Monte Circeo or Cape Circeo (Italian: Promontorio del Circeo [promonˈtɔːrjo del tʃirˈtʃɛːo], Latin: Mons Circeius) is a mountain remaining as a promontory that marks the southwestern limit of the former Pontine Marshes. Although a headland, it was not formed by coastal erosion – as headlands are usually formed – but is a remnant of the orogenic processes that created the Apennines. The entire coast of Lazio, on which the mountain and the marsh are located, was a chain of barrier islands that was formed on a horst and made part of the mainland by sedimentation of the intervening graben.

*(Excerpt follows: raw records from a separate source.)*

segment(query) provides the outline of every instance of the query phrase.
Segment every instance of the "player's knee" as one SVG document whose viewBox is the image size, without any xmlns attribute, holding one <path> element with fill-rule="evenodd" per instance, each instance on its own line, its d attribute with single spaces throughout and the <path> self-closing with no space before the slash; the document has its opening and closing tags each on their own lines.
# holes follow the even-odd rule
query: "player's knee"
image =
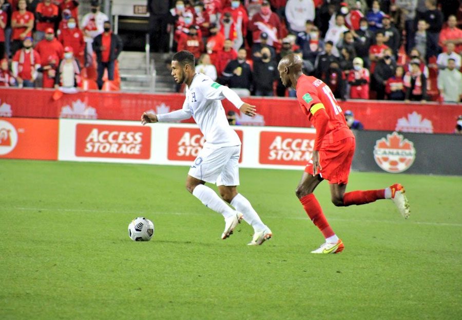
<svg viewBox="0 0 462 320">
<path fill-rule="evenodd" d="M 333 197 L 331 200 L 332 203 L 334 204 L 334 205 L 336 207 L 343 207 L 344 206 L 343 204 L 343 199 L 342 198 L 339 197 Z"/>
</svg>

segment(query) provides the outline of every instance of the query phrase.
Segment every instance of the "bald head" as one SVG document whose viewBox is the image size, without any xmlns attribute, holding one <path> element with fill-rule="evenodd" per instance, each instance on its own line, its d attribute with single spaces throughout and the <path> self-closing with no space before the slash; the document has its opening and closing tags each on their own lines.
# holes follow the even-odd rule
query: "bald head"
<svg viewBox="0 0 462 320">
<path fill-rule="evenodd" d="M 295 87 L 297 80 L 303 74 L 302 68 L 303 62 L 299 56 L 290 53 L 281 59 L 278 66 L 278 71 L 282 84 L 286 88 Z"/>
</svg>

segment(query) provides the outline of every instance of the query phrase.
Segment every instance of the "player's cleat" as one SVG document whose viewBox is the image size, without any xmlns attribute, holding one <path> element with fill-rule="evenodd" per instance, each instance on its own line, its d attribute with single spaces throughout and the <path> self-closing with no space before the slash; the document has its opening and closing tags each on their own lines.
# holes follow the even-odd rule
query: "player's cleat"
<svg viewBox="0 0 462 320">
<path fill-rule="evenodd" d="M 340 239 L 337 242 L 337 243 L 332 244 L 328 242 L 324 243 L 321 245 L 318 249 L 311 251 L 312 253 L 323 253 L 327 254 L 329 253 L 338 253 L 341 252 L 345 248 L 343 243 Z"/>
<path fill-rule="evenodd" d="M 233 234 L 234 228 L 239 224 L 241 223 L 241 220 L 244 215 L 240 212 L 237 212 L 236 214 L 229 218 L 225 219 L 225 229 L 221 235 L 221 238 L 224 240 Z"/>
<path fill-rule="evenodd" d="M 411 215 L 411 207 L 406 195 L 405 194 L 404 187 L 399 184 L 395 184 L 390 187 L 392 191 L 392 200 L 401 215 L 407 219 Z"/>
<path fill-rule="evenodd" d="M 266 240 L 269 240 L 273 236 L 273 233 L 270 228 L 265 226 L 262 230 L 257 231 L 254 234 L 252 241 L 247 244 L 248 246 L 259 246 Z"/>
</svg>

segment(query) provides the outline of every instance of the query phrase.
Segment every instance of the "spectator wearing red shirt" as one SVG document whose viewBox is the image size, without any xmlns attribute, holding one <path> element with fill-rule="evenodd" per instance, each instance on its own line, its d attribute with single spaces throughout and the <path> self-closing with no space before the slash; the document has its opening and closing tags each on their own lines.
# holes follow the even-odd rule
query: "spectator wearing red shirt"
<svg viewBox="0 0 462 320">
<path fill-rule="evenodd" d="M 439 33 L 439 44 L 446 50 L 446 44 L 448 42 L 453 43 L 456 45 L 455 51 L 460 54 L 462 52 L 462 30 L 457 27 L 457 21 L 454 15 L 448 18 L 448 27 L 441 30 Z"/>
<path fill-rule="evenodd" d="M 253 41 L 260 41 L 260 34 L 265 32 L 268 35 L 268 45 L 274 46 L 279 44 L 279 39 L 285 36 L 284 29 L 278 15 L 271 11 L 270 3 L 264 0 L 260 12 L 256 13 L 248 26 L 249 31 L 252 32 Z"/>
<path fill-rule="evenodd" d="M 197 26 L 190 26 L 188 34 L 180 39 L 178 48 L 179 51 L 187 50 L 191 52 L 197 59 L 204 52 L 204 43 L 202 37 L 197 33 L 198 29 L 199 27 Z"/>
<path fill-rule="evenodd" d="M 8 68 L 8 59 L 0 60 L 0 87 L 10 87 L 15 84 L 14 78 Z"/>
<path fill-rule="evenodd" d="M 54 37 L 54 31 L 53 29 L 48 28 L 45 30 L 45 39 L 39 42 L 35 46 L 35 51 L 40 55 L 41 61 L 45 63 L 48 61 L 50 56 L 56 56 L 59 59 L 63 58 L 64 47 Z"/>
<path fill-rule="evenodd" d="M 217 74 L 220 77 L 223 75 L 223 72 L 226 65 L 232 60 L 237 58 L 237 52 L 233 48 L 233 42 L 229 39 L 225 40 L 223 49 L 218 52 L 215 62 L 217 68 Z"/>
<path fill-rule="evenodd" d="M 111 31 L 111 23 L 106 21 L 103 26 L 104 32 L 97 35 L 93 41 L 93 50 L 97 54 L 98 63 L 98 77 L 97 83 L 100 90 L 103 88 L 103 76 L 107 69 L 107 78 L 114 79 L 116 61 L 123 48 L 122 40 Z"/>
<path fill-rule="evenodd" d="M 20 88 L 32 88 L 37 78 L 37 71 L 40 68 L 40 55 L 32 48 L 32 37 L 26 37 L 23 46 L 13 57 L 11 69 Z"/>
<path fill-rule="evenodd" d="M 384 35 L 381 31 L 378 31 L 375 34 L 375 45 L 372 45 L 369 48 L 369 60 L 371 61 L 371 72 L 374 72 L 375 64 L 379 59 L 383 56 L 383 51 L 389 49 L 388 46 L 383 44 Z"/>
<path fill-rule="evenodd" d="M 235 42 L 234 48 L 238 50 L 243 44 L 244 39 L 247 36 L 248 15 L 245 8 L 239 0 L 231 1 L 231 6 L 223 9 L 222 14 L 224 15 L 227 12 L 229 12 L 231 15 L 231 18 L 236 29 L 237 41 Z"/>
<path fill-rule="evenodd" d="M 21 49 L 26 37 L 32 36 L 32 30 L 34 27 L 34 14 L 26 10 L 27 5 L 26 0 L 19 0 L 17 3 L 18 10 L 13 12 L 11 15 L 13 33 L 11 50 L 13 55 Z"/>
<path fill-rule="evenodd" d="M 7 13 L 3 11 L 1 7 L 4 0 L 0 0 L 0 59 L 5 56 L 5 29 L 8 20 Z"/>
<path fill-rule="evenodd" d="M 348 74 L 350 85 L 350 97 L 352 99 L 369 98 L 369 71 L 363 67 L 362 59 L 356 57 L 353 59 L 353 70 Z"/>
<path fill-rule="evenodd" d="M 67 28 L 61 30 L 58 36 L 58 41 L 63 47 L 70 47 L 72 48 L 72 52 L 75 58 L 79 61 L 81 66 L 84 65 L 85 50 L 85 42 L 83 32 L 76 28 L 77 24 L 75 18 L 71 17 L 67 21 Z"/>
<path fill-rule="evenodd" d="M 36 42 L 43 39 L 46 29 L 54 29 L 54 24 L 58 20 L 59 11 L 57 6 L 51 3 L 51 0 L 43 0 L 37 5 L 35 9 L 36 24 L 34 35 Z"/>
<path fill-rule="evenodd" d="M 395 70 L 395 75 L 387 81 L 385 91 L 389 100 L 402 101 L 405 99 L 406 88 L 402 76 L 404 75 L 404 68 L 398 66 Z"/>
<path fill-rule="evenodd" d="M 204 8 L 204 4 L 197 2 L 194 5 L 194 21 L 200 29 L 203 37 L 208 37 L 210 34 L 208 27 L 210 27 L 210 16 Z M 204 40 L 205 41 L 205 40 Z"/>
</svg>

Monte Circeo, as it is sometimes also called in Italian, is located on the southwest coast of Italy, about 100 kilometres (62 mi) south-southeast of Rome, near San Felice Circeo, on the coast between Anzio and Terracina. At the northern end of the Gulf of Gaeta, it is about 5 kilometres (3.1 mi) long by 1.5 kilometres (0.93 mi) wide at the base, running from east to west and surrounded by the sea on all sides except the north. The land to the north of it is 15 metres (49 ft) above sea level, while the summit of the promontory is 541 metres (1,775 ft). While the headland is quite steep and hilly, the land immediately to the east of it is low-lying and very swampy. Most of the ancient swamp has been reclaimed for agriculture and urban areas. The mountain, the coastal zone as far north as Latina, including the only remaining remnant of the swamp, and two of the Pontine Islands offshore, Zannone and Ponza, have been included in the Circeo National Park.
The mountain is composed mostly of marl and sandstone from the Paleogene and of limestone from the lower Early Jurassic.